CJR Article Publication
Columbia Journalism Review Article
Published January 2003 issue
Re-published with permission
Stalled CAR: Computer-Assisted Reporting — Journalism is still way behind
By Mike Reilley
A few years ago I met a teacher at Northwestern’s summer “Cherubs” program for high school journalists. He told me he bans his students from “playing” on the Web during class time. “They’re always looking something up online and not doing their work,” he grumbled.
My response: Have you ever taught them how to use an online database to find information on their school or community? Do they know where the city’s online “city server” is? Do they know how to look up state and federal legislation online? How to search for a publicly traded company’s proxy statement? How to use an expert database? Did he realize how valuable an online phone, e-mail, or map directory was to a young intern or reporter starting a job in a new community? His response: a blank stare.
In the September/October CJR, Harvard University’s John Lenger delivered an interesting and, sadly, true depiction of how students and young journalists rely too much on the Web for much of their research (“If a Tree Doesn’t Fall on the Internet, Does It Really Exist?” http://www.cjr.org/year/02/5/lenger.asp). But there is another problem, one that is not the students’ fault. Journalism professors, as well as newsroom leaders, need to climb the learning curve of this magnificent research tool, so that they can teach their students and staff not only when to go to the Web–and when not to–but how to maximize its reporting potential.
Twenty years ago journalists spent hours poring over campaign spending statistics because they didn’t have databases at sites such as OpenSecrets.org and CampaignFinance.org. Today, these research databases should be a part of any reporting course’s curriculum or any newsroom’s skills training program. Every reporter working the city desk should be trained in how to use these databases–whether they had training in college or not.

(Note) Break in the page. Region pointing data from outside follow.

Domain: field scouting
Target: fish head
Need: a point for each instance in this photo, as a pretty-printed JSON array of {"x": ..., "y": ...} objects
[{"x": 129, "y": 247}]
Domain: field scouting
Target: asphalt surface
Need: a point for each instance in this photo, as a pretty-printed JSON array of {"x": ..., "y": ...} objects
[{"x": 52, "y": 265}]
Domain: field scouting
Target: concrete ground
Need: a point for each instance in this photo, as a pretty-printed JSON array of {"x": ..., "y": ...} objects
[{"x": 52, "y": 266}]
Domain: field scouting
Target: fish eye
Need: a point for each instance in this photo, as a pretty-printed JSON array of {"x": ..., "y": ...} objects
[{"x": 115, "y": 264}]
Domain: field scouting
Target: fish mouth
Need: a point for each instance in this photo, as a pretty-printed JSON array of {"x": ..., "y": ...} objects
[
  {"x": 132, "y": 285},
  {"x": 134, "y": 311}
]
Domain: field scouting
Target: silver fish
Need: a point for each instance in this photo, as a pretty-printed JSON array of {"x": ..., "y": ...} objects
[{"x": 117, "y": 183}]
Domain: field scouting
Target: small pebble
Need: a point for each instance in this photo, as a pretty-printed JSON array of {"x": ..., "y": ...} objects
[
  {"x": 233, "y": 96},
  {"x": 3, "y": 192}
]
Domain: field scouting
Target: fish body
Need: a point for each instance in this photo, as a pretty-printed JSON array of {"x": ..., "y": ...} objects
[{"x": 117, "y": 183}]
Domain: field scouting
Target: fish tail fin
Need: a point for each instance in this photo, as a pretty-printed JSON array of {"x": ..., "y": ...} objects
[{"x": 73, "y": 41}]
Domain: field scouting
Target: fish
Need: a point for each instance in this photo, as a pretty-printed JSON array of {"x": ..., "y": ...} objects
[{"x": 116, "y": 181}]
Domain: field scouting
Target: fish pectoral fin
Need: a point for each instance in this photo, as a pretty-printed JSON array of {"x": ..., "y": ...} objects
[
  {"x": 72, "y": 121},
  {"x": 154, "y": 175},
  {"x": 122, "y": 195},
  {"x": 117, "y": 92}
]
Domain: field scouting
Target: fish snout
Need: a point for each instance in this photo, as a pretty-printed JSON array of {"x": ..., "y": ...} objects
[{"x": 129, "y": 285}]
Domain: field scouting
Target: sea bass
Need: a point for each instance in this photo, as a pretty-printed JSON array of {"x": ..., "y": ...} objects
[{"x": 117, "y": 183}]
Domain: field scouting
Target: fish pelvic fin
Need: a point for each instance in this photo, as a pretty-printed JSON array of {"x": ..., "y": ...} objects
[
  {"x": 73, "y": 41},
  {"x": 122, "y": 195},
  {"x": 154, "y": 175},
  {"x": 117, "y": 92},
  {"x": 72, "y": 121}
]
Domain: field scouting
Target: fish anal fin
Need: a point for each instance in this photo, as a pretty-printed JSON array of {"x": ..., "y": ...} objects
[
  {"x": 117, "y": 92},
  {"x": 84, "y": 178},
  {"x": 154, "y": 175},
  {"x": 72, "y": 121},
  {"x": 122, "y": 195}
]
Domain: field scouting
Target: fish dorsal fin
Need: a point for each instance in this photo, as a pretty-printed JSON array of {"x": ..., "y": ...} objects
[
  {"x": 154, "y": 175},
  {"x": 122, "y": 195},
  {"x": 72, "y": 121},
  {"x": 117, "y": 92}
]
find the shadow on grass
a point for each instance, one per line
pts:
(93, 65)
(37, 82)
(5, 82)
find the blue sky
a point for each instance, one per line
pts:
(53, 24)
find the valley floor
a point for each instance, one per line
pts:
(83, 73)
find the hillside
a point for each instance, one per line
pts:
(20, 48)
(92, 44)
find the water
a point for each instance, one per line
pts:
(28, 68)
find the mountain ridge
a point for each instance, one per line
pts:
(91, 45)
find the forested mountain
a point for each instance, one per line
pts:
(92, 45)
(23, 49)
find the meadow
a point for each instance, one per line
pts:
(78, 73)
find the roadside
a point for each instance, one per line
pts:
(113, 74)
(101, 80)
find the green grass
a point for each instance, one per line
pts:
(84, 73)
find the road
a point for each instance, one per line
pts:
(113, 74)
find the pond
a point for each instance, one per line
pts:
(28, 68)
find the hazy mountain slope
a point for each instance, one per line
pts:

Sadly, many journalism schools are far behind the industry in teaching Web research, and the same is true for some newsrooms. Many schools focus on Web design and may only offer a computer-assisted reporting course as an elective. Meanwhile, basic reporting courses fail to show students how to read a spreadsheet or apply critical-thinking skills when evaluating Web content.
Thankfully, some journalism programs are keeping up with the times. For instance, as part of its new converged curriculum, the University of Southern California is weaving computer-assisted reporting into all its reporting classes. At Northwestern’s Medill School of Journalism, all undergraduate newspaper majors must take a C.A.R. course.
So what should professors be telling students? Treat the Web as another tool in their arsenal, same as they would a tape recorder, notebook, pen, public records office, an interview, or a trip to the library.
Showing students a few Web sites isn’t enough. Coach them through weekly research assignments using databases, spreadsheets, search engines, phone and e-mail directories, etc. Invite the local newspaper’s librarian to address the class, or tour the newspaper’s library and town hall records department. If you live in the same town as your state’s capitol, take your students over to the “bill room” and show them how to pull research on a referendum. Then show them what public-records databases can be found online–and which ones cannot.
Such activities could easily be adapted to a newsroom training program led by the staff’s C.A.R. expert, news librarian, and editors. Seminars could be organized into short weekly sessions or a weekend “boot camp,” depending on the time limitations of staff.
There’s much more high-quality information available today than ever before. Who would have thought, even ten years ago, that we could have instant access to summaries of local and federal legislation online, the ability to search newsgroups and story databases for obscure topics, and post a query on a Web site about a story idea? Today, you can use databases to track convicted sex offenders by county, city, and even zip code, a process that would have taken hours in the past. And municipal Web sites give access to contact information and police and fire statistics twenty-four hours a day, not just the eight hours or so that city hall is open.
As journalism educators and newsroom leaders, we’re responsible for teaching our students and professional colleagues to use this great resource to its fullest.
Mike Reilley, a former reporter and editor at the Los Angeles Times, was one of the founding editors of the Chicago Tribune’s Internet edition.